If Access Bank’s playbook is about integration and inclusion, UBA’s is defined by continental reach and career mobility.

UBA — Mobility, Learning, and Continental Reach

With operations spanning 20 African countries, UBA’s talent strategy is anchored in cross-border opportunity. The UBA Academy provides a consistent learning backbone across markets, ensuring that professional development is standardised yet adaptable to local contexts. Employees benefit from leadership development tracks, international secondments, and continental exchange programmes that enrich skills and expand networks.

Employee feedback highlights strong pride in the brand and stability in core operations. To further enhance retention, UBA could codify its progression framework with visible level guides and quarterly mobility clinics, helping staff better navigate opportunities and map career trajectories.

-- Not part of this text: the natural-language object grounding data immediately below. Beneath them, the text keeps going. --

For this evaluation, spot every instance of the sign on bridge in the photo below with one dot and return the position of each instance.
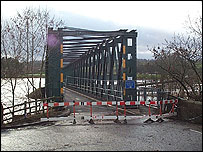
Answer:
(130, 84)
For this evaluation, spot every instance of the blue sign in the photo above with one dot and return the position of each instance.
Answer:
(130, 84)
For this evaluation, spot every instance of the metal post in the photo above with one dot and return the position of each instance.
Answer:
(74, 121)
(91, 120)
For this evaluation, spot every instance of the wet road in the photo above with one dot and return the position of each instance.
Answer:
(170, 135)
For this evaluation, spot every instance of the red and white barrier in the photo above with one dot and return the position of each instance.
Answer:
(117, 103)
(128, 103)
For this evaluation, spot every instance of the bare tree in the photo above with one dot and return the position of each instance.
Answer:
(181, 59)
(34, 23)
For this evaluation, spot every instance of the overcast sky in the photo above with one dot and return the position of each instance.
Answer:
(154, 20)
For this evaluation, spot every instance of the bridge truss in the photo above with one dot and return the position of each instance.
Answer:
(101, 64)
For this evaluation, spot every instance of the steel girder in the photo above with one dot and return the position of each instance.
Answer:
(98, 63)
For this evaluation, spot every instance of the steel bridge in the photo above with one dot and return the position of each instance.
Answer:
(101, 64)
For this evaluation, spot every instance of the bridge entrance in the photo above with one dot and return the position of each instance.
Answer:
(101, 64)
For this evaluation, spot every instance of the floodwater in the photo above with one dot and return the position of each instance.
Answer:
(21, 90)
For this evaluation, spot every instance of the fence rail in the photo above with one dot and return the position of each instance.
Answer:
(33, 106)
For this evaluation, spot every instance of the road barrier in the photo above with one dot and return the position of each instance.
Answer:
(117, 103)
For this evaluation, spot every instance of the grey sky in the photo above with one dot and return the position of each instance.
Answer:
(154, 20)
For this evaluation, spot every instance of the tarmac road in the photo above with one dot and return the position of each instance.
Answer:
(169, 135)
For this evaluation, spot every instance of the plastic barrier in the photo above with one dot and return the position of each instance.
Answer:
(117, 103)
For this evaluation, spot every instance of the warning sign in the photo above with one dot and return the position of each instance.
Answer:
(130, 84)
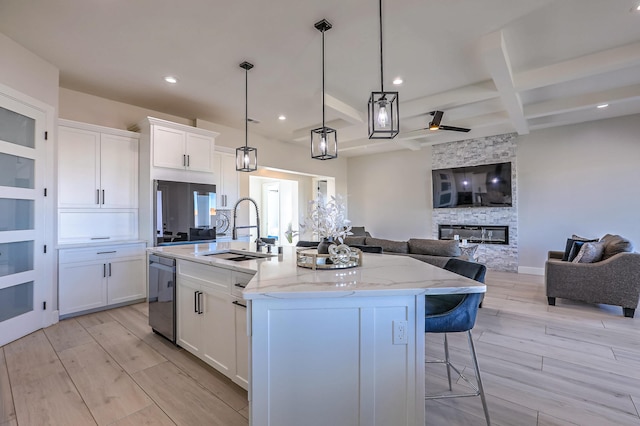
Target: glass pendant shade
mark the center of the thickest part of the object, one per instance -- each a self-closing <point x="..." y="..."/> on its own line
<point x="384" y="121"/>
<point x="324" y="140"/>
<point x="246" y="156"/>
<point x="246" y="159"/>
<point x="324" y="143"/>
<point x="383" y="115"/>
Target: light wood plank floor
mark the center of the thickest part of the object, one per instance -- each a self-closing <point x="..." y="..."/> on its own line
<point x="570" y="364"/>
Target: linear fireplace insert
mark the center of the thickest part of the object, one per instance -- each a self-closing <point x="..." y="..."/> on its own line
<point x="484" y="234"/>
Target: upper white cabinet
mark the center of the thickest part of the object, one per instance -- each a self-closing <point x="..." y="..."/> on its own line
<point x="176" y="146"/>
<point x="97" y="167"/>
<point x="173" y="152"/>
<point x="227" y="187"/>
<point x="97" y="183"/>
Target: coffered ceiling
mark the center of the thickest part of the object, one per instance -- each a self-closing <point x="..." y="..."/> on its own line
<point x="494" y="66"/>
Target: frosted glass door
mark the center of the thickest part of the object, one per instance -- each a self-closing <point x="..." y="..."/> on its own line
<point x="21" y="218"/>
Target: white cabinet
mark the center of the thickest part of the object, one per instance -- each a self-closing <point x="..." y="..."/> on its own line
<point x="241" y="342"/>
<point x="97" y="183"/>
<point x="342" y="351"/>
<point x="227" y="185"/>
<point x="208" y="318"/>
<point x="96" y="169"/>
<point x="181" y="149"/>
<point x="172" y="152"/>
<point x="97" y="277"/>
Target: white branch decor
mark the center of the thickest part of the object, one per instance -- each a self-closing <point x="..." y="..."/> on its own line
<point x="327" y="219"/>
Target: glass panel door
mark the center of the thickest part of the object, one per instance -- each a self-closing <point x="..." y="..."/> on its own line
<point x="22" y="156"/>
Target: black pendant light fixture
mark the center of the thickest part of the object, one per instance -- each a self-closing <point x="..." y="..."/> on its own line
<point x="246" y="156"/>
<point x="324" y="140"/>
<point x="384" y="122"/>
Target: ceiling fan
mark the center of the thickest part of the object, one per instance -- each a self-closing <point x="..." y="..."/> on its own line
<point x="435" y="123"/>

Where UBA offers mobility and cross-border learning, Zenith Bank delivers operational discipline and predictability.

Zenith Bank — Discipline, Predictability, and the Pipeline Question

Zenith’s hallmark remains operational discipline—a consistency that lowers organisational noise and strengthens execution. This stability is an asset, but the next competitive leap may come from accelerating leadership pipelines. Publishing transparent sponsorship pathways, measuring manager coaching quality, and setting internal-fill targets for first-line leadership roles could deepen succession while preserving performance standards.

GTBank, by contrast, continues to leverage brand strength and learning velocity as its defining talent levers.

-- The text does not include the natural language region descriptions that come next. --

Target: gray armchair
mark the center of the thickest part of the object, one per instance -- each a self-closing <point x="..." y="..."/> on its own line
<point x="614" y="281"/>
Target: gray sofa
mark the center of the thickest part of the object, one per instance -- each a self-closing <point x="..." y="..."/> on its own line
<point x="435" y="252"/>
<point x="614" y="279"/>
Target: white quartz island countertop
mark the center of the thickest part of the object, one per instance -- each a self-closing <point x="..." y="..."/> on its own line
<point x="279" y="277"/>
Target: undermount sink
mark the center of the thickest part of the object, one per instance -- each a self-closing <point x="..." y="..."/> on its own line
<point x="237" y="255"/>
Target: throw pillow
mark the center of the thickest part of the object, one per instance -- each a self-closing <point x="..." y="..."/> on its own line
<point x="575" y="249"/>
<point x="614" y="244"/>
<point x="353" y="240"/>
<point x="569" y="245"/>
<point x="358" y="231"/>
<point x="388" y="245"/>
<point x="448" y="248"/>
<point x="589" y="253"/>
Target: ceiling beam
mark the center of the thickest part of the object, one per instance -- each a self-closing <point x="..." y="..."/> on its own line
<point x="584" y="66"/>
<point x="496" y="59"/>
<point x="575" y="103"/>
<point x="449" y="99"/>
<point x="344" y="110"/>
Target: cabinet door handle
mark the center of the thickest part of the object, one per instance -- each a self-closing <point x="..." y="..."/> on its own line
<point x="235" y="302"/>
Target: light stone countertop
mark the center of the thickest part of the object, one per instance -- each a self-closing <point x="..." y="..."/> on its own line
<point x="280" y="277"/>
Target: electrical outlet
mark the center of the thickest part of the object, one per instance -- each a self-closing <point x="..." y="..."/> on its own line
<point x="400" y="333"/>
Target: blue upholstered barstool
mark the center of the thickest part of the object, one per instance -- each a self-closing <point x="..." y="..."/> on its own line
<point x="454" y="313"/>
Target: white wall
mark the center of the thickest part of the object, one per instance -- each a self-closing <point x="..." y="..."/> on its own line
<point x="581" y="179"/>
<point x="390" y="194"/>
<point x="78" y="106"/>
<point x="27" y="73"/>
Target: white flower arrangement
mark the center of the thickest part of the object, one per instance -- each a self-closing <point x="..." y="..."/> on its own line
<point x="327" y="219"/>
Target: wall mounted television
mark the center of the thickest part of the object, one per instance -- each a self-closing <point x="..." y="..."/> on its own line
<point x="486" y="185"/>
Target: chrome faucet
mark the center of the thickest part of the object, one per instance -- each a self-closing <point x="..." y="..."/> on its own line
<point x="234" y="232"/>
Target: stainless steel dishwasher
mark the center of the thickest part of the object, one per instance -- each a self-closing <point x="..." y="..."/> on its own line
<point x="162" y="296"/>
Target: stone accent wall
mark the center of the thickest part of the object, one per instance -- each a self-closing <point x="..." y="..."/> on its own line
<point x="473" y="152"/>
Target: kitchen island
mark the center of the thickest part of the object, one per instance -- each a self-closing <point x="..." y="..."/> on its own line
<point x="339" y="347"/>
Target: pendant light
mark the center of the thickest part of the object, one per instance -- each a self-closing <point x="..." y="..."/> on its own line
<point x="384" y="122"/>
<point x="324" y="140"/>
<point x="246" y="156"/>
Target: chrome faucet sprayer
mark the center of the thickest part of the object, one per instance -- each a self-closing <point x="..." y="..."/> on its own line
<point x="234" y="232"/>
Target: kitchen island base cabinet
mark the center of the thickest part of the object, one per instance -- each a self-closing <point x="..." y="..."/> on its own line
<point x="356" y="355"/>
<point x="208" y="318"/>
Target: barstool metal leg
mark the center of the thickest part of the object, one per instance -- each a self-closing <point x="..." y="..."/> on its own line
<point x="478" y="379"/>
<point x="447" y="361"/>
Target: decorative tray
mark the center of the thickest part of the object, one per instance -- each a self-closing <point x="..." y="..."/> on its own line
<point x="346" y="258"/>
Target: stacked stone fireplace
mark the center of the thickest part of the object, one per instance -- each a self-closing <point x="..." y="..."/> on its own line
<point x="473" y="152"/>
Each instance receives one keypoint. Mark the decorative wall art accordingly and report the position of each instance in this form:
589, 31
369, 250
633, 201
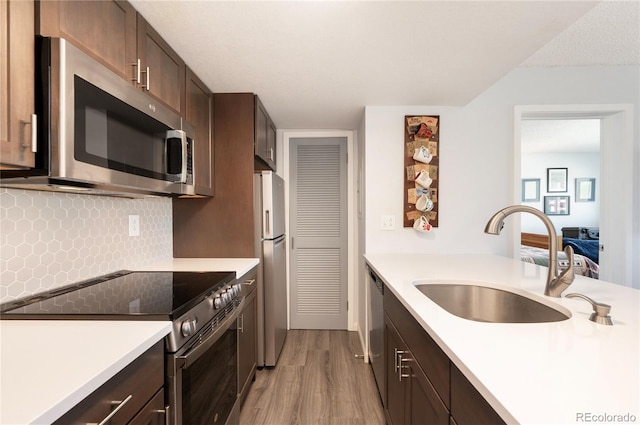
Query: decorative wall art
556, 179
421, 161
556, 205
585, 190
530, 190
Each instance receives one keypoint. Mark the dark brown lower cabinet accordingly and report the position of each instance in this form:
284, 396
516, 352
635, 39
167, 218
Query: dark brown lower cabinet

GTBank — Brand Strength and Learning Velocity

The bank’s employer brand is synonymous with high learning velocity, underpinned by structured appraisals, clear promotion timelines, and a meritocratic ethos. Opportunities exist to make internal mobility more transparent by publishing median promotion timelines, internal-fill rates, and role-switch success stories. Such visibility could convert an already strong learning environment into deeper loyalty, particularly among Gen Z employees.

First Bank’s differentiator is its heritage—an intangible that confers trust and stability.

First Bank — Heritage, Trust, and Modernisation in Practice

With over a century of operations, First Bank enjoys institutional trust that many competitors must build. Recent HR investments include wellness programmes, compliance training, and greater line-manager autonomy in talent decisions. To sustain momentum, the bank could refresh role architectures, promotion gates, and skills taxonomies, giving employees a clear and transparent growth roadmap across its vast branch network.

Comparative Employee Sentiment Snapshot (Glassdoor & Indeed)

To complement qualitative insights, we analysed aggregated Glassdoor and Indeed ratings as of July 2025, mapping them against five core HR dimensions. These scores reflect publicly available employee feedback and offer a comparative lens for strategic benchmarking.

Bank Glassdoor Overall Indeed Overall Career Development Compensation & Benefits Work–Life Balance Management & Culture Notable Strengths / Opportunities
Access Bank 4.0 4.1 High Competitive Moderate Strong Integration success, outsourced staff inclusion | Improve workload planning
UBA 3.8 4.0 High Good Moderate Strong Cross-border mobility, leadership tracks | Codify progression pathways
Zenith Bank 3.7 3.9 Good Competitive Moderate Structured Operational discipline | Build transparent leadership pipelines
GTBank 3.6 3.8 High Good Moderate High-energy culture Fast learning | Publish mobility and promotion metrics
First Bank 3.8 4.0 Good Good Moderate Trust-based Institutional trust | Clarify skills-to-roles framework

 

In today’s competitive market, talent is the ultimate differentiator. These insights offer leaders both the lived experience of employees and the strategic architecture shaping it. As Nigerian banks navigate an increasingly talent-driven marketplace, their human capital strategies will determine who leads and who follows. The next edition of Workplace Whispers will continue this comparative lens across other high-impact sectors.

Dr Olufemi Ogunlowo is the Publisher of Anchor News and the CEO of Strategic Outsourcing Limited, a leading provider of personnel and business process outsourcing services in Nigeria.